The cloud giant’s small weightings in these funds are by design. SKYY tracks an equal-weighted index, while CLOU caps the size of any of the “public cloud companies” to 2%. Meanwhile, WCLD focuses on cloud software companies, which is why the cloud infrastructure-focused AWS, Azure and GCP are excluded.
Cloud Giants Limited
It makes sense that these cloud ETFs limit the size of the public cloud giants. If they included them and were market-cap-weighted funds, those stocks would dominate the ETFs, leaving other cloud companies with only tiny weightings.
The aggregate market capitalization of the 75 stocks in the BVP Nasdaq Emerging Cloud Index, which is the index that WCLD tracks, is $1.4 billion. That’s less than the market cap of Microsoft, Alphabet or Amazon alone.

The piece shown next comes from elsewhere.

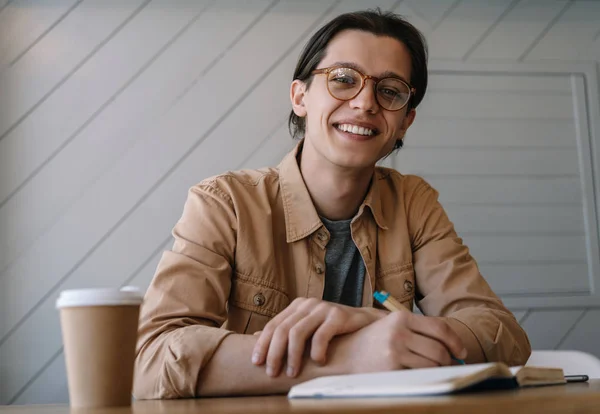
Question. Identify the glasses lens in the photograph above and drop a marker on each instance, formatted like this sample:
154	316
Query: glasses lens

So instead of focusing on the cloud infrastructure giants, WCLD, SKYY and CLOU are much more focused on smaller cloud companies; particularly, software-as-a-service (SaaS) stocks.
This includes companies like cybersecurity firm CrowdStrike Holdings Inc., HR software provider Paycom Software Inc., and videoconferencing software provider Zoom Video Communications Inc. Most of those companies are still going strong, but they’ve gotten caught up in the steep retrenchment in high valuation stocks over the past year. SaaS companies—many of which are unprofitable—were some of the most richly valued stocks in 2021. This year, with investors putting a greater emphasis on profits and valuation, they’ve fallen out of favor.
Some of them have also seen high levels of volatility in their businesses, with the COVID-related work-from-home phenomenon turbocharging demand and then the reopening of the economy leading to a hangover. DocuSign Inc. and Zoom encapsulate that phenomenon.
SaaS Earnings Season Gearing Up
Over the next several weeks, many of these SaaS companies will report earnings. and investors will be eager to see whether or not their results match the strength of the public cloud giants.
Early indications are that growth at the smaller cloud companies is still strong, though perhaps not as durable as that of the giants.
On Thursday, DataDog, which provides software for monitoring the performance of applications and infrastructure, reported stellar Q2 growth that exceeded expectations, but guided to growth in the second half that was a bit underwhelming. Last week, IT software provider ServiceNow lowered its revenue guidance for the year while citing “elongated sales cycles.”
For companies like DataDog that still have rich valuations, execution needs to be near-perfect to meet the market’s high expectations. Investors might be a little more forgiving when it comes to more-beaten-down SaaS companies like DocuSign, where growth expectations are lower.